# Poljot Bracelet



## Roy (Feb 23, 2003)

I have just ordered some more of these and there has been a significant price increase. The next batch will be more money. I still have a few left at the old price.


----------



## Silver Hawk (Dec 2, 2003)

Roy said:


> I have just ordered some more of these and there has been a significant price increase. The next batch will be more money. I still have a few left at the old price.

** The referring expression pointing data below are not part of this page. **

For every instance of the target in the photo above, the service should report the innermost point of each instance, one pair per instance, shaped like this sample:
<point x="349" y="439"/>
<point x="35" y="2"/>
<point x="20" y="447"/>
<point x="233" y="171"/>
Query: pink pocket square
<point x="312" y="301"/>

 Roy, got any matt/dull ones left at old price? If so, hold one for me please.


----------



## Roy (Feb 23, 2003)

Two of those left and one saved for you,

Thank you


----------



## Silver Hawk (Dec 2, 2003)

Ordered! Very last attempt for me to "like" my Poljot Chrono Aviator









Can't quite understand why I don't like it...something to do with the overall thickness and the acute angles. Seiko chronos from 70's are same thickness but they hide it better....









We'll wait and see...


----------



## gravedodger (Feb 15, 2004)

I'll take the other one Roy if it's not taken .... I think it'll suit the Buran I just got.

Cheers

Jim


----------



## Roy (Feb 23, 2003)

Thank You,


----------



## gravedodger (Feb 15, 2004)

thx Roy, order placed

jim


----------